App Engine is one more channel for AdSense, like Android, Gmail, etc. One reason a company like Mozilla exists is the revenue line that comes from Google so Mozilla keeps Google search as the default in its toolbar. Apple also gets paid to have Google’s search field in Safari. It’s not a ‘bundle deal’ because both browsers are ‘free’, but the cost is indirect because it’s in advertisers’ interest on AdSense to appear in as many browsers as possible. Yahoo! is also joining Google’s AdSense market, increasing its market share even further.

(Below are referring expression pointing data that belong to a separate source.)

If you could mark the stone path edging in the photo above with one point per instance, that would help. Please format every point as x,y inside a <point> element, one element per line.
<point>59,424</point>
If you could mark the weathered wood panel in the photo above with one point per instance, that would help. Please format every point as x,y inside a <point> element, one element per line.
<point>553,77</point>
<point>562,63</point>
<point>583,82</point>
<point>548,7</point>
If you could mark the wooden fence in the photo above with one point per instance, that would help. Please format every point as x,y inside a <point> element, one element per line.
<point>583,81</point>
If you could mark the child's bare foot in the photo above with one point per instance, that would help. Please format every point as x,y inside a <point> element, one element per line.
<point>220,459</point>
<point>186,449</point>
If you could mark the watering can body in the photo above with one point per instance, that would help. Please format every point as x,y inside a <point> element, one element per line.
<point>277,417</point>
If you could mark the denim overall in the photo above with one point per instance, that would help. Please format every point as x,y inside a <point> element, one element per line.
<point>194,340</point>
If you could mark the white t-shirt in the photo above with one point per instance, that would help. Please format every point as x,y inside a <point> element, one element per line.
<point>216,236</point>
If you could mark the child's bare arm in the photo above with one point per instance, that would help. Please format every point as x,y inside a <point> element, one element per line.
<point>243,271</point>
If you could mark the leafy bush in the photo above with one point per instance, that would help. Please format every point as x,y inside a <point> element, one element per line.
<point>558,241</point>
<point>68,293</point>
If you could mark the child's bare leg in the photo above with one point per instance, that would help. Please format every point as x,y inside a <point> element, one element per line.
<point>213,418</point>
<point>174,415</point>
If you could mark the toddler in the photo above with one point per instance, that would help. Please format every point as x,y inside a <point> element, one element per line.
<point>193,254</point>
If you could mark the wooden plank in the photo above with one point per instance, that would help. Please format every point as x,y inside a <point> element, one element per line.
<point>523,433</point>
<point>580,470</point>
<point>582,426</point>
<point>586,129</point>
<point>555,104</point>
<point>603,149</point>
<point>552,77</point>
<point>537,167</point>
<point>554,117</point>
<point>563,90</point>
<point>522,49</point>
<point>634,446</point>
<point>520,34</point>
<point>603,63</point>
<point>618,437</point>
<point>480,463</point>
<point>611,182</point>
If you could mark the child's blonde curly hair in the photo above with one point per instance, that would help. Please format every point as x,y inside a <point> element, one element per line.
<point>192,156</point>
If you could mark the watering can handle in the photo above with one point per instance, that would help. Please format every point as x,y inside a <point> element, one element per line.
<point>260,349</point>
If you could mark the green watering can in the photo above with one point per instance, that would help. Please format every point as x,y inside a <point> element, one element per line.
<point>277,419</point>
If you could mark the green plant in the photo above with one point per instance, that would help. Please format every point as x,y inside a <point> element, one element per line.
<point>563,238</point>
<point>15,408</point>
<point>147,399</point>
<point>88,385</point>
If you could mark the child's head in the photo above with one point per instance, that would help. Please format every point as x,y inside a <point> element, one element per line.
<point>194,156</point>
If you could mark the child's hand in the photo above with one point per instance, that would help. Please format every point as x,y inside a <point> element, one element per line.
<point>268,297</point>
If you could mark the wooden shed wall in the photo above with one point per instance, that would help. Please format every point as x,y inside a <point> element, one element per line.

That translates to indirect visits which in turn generates the billions in revenue for Google, keeping shareholders happy. And geek users, who contribute to free word-of-mouth advertising, obviously enjoy the thought that supporting Google or Firefox means ‘Microsoft losing’. I might be being pessimistic, but it happened with Rockefeller, a great philanthropist and his Standard Oil. It happened with Bill Gates, another great philanthropist and his Microsoft. There’s a possibility of it happening with Google. For a sense of scale, read this article and this interesting excerpt:

Blogger and Mashable reader Constantine von Hoffman at Collateral Damage probably put it best when he said: “At this point, it would take a mashup of Wittgenstein, Quantum mechanics and LSD to make sense of Google’s various explanations for what it will and won’t censor and why.”

In short, Google App Engine on its own doesn’t represent any revolution or anything particularly large right now — it’s just one more player in the hosting market. Cloud Computing is just one more marketing term for a solution derived from others that already existed (price granularity of services). Like Android, Google is commoditizing yet another market segment.

The always-applicable rule still holds: cost-benefit analysis. And that kind of analysis doesn’t come as a recipe or with the click of a button.